Descriptively (adjectively), Sahidic Coptic ou.noute can be translated as "divine" or "a divine one." Denotatively, Sahidic Coptic ou.noute can be translated as "a god."

Note that whether descriptive or denotative, the Sahidic Coptic common noun with the indefinite article, ou.noute , can be rendered into standard English with the English indefinite article: "a divine one; a god." -- Compare Coptic scholar Bentley Layton, A Coptic Grammar, 2nd Edition (Harrassowitz Verlag, 2004), page 227.

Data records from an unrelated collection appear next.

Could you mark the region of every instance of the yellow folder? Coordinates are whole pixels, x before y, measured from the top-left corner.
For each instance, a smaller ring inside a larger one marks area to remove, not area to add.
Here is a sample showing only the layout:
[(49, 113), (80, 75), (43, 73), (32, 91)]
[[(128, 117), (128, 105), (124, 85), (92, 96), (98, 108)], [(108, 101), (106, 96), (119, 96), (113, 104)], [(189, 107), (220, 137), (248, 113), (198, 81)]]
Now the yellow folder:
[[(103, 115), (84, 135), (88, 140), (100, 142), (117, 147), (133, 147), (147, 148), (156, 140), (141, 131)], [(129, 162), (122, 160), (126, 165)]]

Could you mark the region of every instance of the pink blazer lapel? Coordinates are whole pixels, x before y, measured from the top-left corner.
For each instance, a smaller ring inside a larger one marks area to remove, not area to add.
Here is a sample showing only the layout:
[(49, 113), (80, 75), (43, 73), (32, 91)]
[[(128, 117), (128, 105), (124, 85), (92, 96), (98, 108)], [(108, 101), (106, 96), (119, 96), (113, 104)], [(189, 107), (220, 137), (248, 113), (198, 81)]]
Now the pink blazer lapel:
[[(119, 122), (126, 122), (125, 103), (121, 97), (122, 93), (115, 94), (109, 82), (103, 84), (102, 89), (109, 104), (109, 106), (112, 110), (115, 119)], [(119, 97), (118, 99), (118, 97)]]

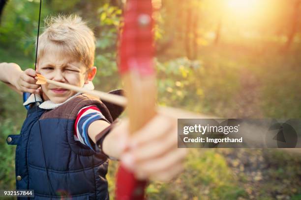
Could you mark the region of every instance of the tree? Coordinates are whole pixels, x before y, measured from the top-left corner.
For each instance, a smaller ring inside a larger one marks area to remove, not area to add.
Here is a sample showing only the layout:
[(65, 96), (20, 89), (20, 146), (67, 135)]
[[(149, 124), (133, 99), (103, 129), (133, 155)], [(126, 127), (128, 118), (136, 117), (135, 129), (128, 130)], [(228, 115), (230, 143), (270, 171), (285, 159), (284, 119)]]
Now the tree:
[(0, 0), (0, 24), (1, 23), (1, 16), (2, 16), (2, 12), (5, 6), (5, 4), (8, 0)]

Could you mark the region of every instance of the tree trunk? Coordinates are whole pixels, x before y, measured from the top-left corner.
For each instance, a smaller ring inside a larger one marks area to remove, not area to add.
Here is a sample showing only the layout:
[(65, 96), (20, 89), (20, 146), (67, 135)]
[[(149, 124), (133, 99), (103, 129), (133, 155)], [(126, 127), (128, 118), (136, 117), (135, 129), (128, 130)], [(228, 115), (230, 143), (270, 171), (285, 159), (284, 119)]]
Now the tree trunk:
[(8, 0), (0, 0), (0, 24), (1, 24), (1, 18), (2, 17), (2, 13), (5, 4), (8, 1)]
[(219, 17), (218, 19), (218, 24), (217, 24), (217, 27), (216, 28), (216, 31), (215, 31), (215, 39), (214, 40), (214, 45), (217, 45), (219, 42), (220, 39), (220, 30), (222, 26), (222, 16), (221, 15)]
[(190, 50), (190, 30), (191, 28), (191, 8), (187, 9), (187, 17), (186, 18), (186, 30), (185, 34), (185, 40), (184, 41), (186, 55), (189, 58), (191, 58), (191, 52)]
[(193, 39), (192, 40), (192, 46), (193, 47), (193, 58), (196, 59), (198, 57), (198, 39), (199, 37), (198, 35), (198, 28), (199, 28), (199, 12), (197, 10), (195, 11), (194, 15), (193, 16), (193, 23), (192, 25), (193, 28)]
[(301, 4), (301, 1), (298, 0), (296, 0), (295, 2), (295, 9), (294, 10), (294, 14), (293, 14), (292, 19), (291, 21), (293, 22), (292, 25), (292, 28), (291, 31), (288, 35), (288, 40), (285, 44), (284, 47), (285, 50), (287, 50), (290, 48), (292, 43), (294, 41), (294, 38), (297, 32), (297, 26), (298, 24), (298, 18), (299, 17), (299, 8)]

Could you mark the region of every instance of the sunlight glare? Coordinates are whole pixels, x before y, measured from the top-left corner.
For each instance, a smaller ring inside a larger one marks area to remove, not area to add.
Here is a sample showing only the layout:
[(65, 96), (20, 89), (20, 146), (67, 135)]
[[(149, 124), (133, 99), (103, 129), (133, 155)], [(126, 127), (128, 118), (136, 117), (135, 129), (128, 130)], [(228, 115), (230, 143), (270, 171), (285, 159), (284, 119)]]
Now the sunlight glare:
[(227, 5), (232, 10), (246, 12), (253, 9), (258, 2), (258, 0), (228, 0)]

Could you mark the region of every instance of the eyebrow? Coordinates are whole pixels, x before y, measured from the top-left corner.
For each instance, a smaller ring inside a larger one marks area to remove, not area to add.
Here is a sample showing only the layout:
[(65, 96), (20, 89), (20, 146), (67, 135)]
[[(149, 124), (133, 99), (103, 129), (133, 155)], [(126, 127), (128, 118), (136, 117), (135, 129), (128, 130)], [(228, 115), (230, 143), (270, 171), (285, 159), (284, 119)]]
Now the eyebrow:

But one important fact must be kept in mind in determining the best English translation at John 1:1c. Although Sahidic Coptic ou.noute may, in context, be denotative ("a god") or descriptive ("divine"; "a divine one") the actual usage of common nouns with the Coptic indefinite article ou- in the Sahidic Coptic Gospel of John (and the Sahidic Coptic New Testament generally) favors the simple denotative function: "a god," "a man," "a woman," "a prophet," etc.

Thus, the first example of this Coptic grammatical form found after John 1:1 is translated denotatively, with the English indefinite article "a" in George William Horner's version as "a man" (ou.rwme). --John 1:6, The Coptic Version of the New Testament in the Southern Dialect, Volume 3 (Oxford, The Clarendon Press, 1911) Similarly, we have "a man" (ou.rwme) again in verse 30; "a dove" (ou.groompe) at verse 32; "a marriage (feast)" (ou.Seleet) at 2:1, and so on denotatively a multitude of times throughout the Sahidic Coptic Gospel of John.

The Sahidic Coptic indefinite article bound to the Coptic common noun is routinely translated denotatively (with the English indefinite article "a") in Horner's Coptic Gospel of John, but not descriptively or adjectivally or "qualitatively" at all.

Coptic scholar Bentley Layton has "a-god" in his interlinear translation of Sahidic Coptic ou.noute at John 1:1c in his Coptic in 20 Lessons (Peeters, Leuven, 2007), page 7.

The tendency to want to view Coptic John 1:1c as adjectival or descriptive ("divine," "a divine one") rather than as denotative ("a god") is that of modern scholars, and does not appear to be the view of the Sahidic Coptic translators, as demonstrated by their regular use of indefinite article - common noun phrases as denotative everywhere else in John's Gospel.